Hacker News new | ask | show | jobs
by bobthechef 1736 days ago
That's ED.

P.S. The use of "fertility" to describe men is weird and seems recent. Fertility is passive and receptive and thus better fits women (hence the use in agriculture to describe the earth). Virility is a better term because it is active. Some people seem to falsely claim that it doesn't refer to procreative or generative power, but it does as this entry in Etymology Online[0] shows (emphasis mine):

"period of manhood," 1580s, from French virilité, from Latin virilitatem (nominative virilitas) "manhood," from virilis "of a man, manly, worthy of a man," from vir "a man, a hero," from PIE root wi-ro- "man." Meaning "power of procreation, capacity for sexua[l] intercourse" is from 1590s; sense of "manly strength" is recorded from c. 1600.

There's not much power to procreate if you have a low sperm count.

[0] https://www.etymonline.com/word/virility#etymonline_v_30873

2 comments

I think "lack of fertility" to design low sperm count/inviable spermatozoids is accurate. Lack of virility would be impossibility to use your own penis for different reasons. 10-8 year ago i knew a trans who was fertile and could give sperm to her lesbian friends, but lacked virility.

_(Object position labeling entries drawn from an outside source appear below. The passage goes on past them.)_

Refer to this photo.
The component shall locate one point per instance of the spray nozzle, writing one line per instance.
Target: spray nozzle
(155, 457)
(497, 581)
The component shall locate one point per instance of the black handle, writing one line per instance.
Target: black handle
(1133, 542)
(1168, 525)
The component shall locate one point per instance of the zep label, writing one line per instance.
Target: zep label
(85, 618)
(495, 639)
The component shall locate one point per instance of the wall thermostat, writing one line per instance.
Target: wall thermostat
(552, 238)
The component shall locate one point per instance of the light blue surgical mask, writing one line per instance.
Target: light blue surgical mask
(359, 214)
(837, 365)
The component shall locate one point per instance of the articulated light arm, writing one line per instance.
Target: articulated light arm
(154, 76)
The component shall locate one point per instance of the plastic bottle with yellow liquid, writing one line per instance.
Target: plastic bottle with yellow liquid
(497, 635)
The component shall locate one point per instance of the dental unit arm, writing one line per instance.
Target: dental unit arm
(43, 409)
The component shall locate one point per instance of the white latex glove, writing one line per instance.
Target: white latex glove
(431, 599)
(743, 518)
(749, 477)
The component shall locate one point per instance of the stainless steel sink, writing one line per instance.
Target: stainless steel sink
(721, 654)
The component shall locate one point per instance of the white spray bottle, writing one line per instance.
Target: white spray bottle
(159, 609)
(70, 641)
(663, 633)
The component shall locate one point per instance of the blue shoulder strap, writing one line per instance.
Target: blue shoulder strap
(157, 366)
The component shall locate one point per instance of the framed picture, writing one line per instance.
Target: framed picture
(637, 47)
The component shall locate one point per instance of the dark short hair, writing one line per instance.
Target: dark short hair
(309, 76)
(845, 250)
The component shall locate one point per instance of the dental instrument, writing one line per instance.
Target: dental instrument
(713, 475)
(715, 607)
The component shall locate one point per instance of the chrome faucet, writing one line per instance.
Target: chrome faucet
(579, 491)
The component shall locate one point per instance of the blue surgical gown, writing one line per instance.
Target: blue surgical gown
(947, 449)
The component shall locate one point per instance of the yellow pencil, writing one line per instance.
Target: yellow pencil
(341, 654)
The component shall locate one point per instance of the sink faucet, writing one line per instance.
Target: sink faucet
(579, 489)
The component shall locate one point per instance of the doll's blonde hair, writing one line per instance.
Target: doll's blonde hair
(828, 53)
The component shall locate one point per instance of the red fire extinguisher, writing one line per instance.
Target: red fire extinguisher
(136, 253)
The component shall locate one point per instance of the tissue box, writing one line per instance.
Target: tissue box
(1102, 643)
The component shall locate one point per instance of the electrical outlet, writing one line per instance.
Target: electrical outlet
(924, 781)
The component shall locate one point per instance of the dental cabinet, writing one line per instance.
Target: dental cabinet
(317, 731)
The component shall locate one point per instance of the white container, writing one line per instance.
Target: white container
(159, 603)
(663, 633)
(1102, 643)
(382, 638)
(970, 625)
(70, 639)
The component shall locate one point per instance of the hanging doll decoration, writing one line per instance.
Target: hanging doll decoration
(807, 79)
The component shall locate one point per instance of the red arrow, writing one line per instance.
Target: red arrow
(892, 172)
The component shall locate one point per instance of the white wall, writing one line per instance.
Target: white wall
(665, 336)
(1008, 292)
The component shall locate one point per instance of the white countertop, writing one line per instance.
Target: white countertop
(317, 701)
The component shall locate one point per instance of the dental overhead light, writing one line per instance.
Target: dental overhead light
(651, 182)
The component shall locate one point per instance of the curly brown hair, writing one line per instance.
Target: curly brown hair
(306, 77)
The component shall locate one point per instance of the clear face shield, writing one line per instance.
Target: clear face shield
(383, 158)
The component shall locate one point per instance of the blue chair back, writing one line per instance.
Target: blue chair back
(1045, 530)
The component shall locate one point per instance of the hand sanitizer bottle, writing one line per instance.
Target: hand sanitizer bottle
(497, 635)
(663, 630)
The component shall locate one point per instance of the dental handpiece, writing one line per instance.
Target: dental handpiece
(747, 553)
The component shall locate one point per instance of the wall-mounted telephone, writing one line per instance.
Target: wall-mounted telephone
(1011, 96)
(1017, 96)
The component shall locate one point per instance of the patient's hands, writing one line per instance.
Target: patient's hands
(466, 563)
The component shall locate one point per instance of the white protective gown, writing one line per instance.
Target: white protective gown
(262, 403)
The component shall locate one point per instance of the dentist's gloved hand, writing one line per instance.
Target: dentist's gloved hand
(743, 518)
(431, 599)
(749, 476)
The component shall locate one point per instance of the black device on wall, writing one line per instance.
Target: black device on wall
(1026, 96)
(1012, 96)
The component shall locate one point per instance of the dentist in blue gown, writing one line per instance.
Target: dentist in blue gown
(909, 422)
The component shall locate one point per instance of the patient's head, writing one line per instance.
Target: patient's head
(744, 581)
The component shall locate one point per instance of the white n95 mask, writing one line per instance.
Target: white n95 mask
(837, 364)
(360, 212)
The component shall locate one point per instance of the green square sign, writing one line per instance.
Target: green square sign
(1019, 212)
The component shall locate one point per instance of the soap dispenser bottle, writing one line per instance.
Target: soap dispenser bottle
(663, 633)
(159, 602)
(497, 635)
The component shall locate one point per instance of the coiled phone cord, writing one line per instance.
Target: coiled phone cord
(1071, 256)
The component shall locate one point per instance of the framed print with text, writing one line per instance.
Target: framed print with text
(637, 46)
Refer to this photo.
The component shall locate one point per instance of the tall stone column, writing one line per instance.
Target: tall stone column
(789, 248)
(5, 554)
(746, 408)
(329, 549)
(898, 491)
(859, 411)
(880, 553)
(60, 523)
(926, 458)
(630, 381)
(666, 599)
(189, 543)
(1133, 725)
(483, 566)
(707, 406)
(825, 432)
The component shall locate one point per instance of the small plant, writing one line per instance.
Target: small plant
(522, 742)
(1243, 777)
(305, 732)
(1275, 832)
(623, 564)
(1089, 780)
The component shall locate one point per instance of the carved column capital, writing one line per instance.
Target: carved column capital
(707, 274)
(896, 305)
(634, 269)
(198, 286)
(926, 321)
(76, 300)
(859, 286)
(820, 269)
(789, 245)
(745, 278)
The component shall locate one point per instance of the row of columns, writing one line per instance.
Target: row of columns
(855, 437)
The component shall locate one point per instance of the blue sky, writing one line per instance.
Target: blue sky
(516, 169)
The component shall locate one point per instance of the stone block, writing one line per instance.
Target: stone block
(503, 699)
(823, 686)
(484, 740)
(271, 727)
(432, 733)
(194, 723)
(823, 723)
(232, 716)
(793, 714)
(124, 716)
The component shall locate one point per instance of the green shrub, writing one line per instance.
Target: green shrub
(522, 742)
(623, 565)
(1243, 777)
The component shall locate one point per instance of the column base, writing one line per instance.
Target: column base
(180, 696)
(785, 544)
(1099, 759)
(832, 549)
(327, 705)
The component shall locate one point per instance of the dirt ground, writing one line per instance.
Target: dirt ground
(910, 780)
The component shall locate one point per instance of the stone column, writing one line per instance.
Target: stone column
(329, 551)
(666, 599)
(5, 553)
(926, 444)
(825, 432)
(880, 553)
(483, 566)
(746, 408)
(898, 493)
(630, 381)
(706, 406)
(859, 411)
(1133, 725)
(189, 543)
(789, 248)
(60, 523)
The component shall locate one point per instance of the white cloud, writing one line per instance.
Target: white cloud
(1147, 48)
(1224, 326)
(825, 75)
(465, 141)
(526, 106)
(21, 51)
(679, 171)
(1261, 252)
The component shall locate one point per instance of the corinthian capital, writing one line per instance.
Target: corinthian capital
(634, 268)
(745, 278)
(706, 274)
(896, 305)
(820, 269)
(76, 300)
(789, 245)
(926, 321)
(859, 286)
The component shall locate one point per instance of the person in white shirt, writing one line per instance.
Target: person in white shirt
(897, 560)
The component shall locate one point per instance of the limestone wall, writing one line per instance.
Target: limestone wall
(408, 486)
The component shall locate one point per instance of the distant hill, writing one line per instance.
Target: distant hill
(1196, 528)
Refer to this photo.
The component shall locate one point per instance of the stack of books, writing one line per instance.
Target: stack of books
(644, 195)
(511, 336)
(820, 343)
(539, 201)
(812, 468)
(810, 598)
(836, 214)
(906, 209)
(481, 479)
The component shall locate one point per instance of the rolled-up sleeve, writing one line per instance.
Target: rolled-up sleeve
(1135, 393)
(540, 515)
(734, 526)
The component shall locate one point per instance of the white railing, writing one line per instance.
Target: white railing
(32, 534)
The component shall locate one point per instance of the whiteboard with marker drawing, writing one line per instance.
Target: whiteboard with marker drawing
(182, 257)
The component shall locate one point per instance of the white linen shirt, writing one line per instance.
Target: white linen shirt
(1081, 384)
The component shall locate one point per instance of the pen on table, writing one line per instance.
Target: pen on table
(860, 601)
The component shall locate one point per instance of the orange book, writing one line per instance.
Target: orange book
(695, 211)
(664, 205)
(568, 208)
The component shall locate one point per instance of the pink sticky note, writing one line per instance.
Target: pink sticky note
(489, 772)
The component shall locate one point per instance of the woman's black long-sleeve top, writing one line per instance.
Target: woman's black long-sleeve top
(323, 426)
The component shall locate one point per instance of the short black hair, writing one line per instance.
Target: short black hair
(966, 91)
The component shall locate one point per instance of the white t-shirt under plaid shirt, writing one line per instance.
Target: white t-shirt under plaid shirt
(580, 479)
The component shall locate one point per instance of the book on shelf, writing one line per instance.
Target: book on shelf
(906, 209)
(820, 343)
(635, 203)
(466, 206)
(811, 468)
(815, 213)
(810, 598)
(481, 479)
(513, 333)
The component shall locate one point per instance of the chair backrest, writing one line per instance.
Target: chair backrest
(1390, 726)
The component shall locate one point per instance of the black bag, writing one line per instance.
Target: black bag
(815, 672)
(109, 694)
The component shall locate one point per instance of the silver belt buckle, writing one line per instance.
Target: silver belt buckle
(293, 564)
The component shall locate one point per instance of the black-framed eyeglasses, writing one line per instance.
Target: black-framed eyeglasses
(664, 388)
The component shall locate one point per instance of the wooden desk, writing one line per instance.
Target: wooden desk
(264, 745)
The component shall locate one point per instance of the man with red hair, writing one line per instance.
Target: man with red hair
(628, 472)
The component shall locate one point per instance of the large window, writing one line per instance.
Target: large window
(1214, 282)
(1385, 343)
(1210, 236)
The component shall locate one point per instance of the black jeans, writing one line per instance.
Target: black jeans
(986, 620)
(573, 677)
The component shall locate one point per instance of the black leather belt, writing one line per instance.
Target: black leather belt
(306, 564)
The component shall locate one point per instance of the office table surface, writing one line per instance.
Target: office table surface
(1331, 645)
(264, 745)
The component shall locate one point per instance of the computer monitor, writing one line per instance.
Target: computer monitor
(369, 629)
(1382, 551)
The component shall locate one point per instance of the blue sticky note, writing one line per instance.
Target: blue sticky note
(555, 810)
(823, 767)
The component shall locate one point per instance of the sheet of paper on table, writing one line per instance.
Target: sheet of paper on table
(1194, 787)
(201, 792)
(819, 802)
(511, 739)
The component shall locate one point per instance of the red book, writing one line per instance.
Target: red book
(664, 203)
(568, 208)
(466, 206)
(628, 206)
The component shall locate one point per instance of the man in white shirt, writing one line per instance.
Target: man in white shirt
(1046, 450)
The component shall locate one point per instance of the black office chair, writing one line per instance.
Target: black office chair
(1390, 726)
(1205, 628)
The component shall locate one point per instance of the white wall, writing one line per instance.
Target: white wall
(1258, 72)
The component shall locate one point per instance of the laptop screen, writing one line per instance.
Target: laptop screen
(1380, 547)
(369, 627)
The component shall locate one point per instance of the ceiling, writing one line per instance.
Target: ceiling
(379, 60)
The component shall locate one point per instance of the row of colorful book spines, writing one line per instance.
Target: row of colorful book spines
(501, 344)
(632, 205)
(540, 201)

The female counterpart of virility should be femininity.

DNA and knowledge of the specific of procreation is probably as recent as the use of fertility.

Wanted to comment about obesity but i guess most people said what i wanted to say, so i'm rebounding on a tangent for my own self-esteem, sorry.

Technically you're right.

But If I was a researcher, I would stay clear of using a term that could be understood as some kind of endorsement of toxic masculinity, heteronormativity or whatever.

Better to use the slightly less accurate term, overloading its original meaning with a new one, and avoid being the subject of a witch hunt.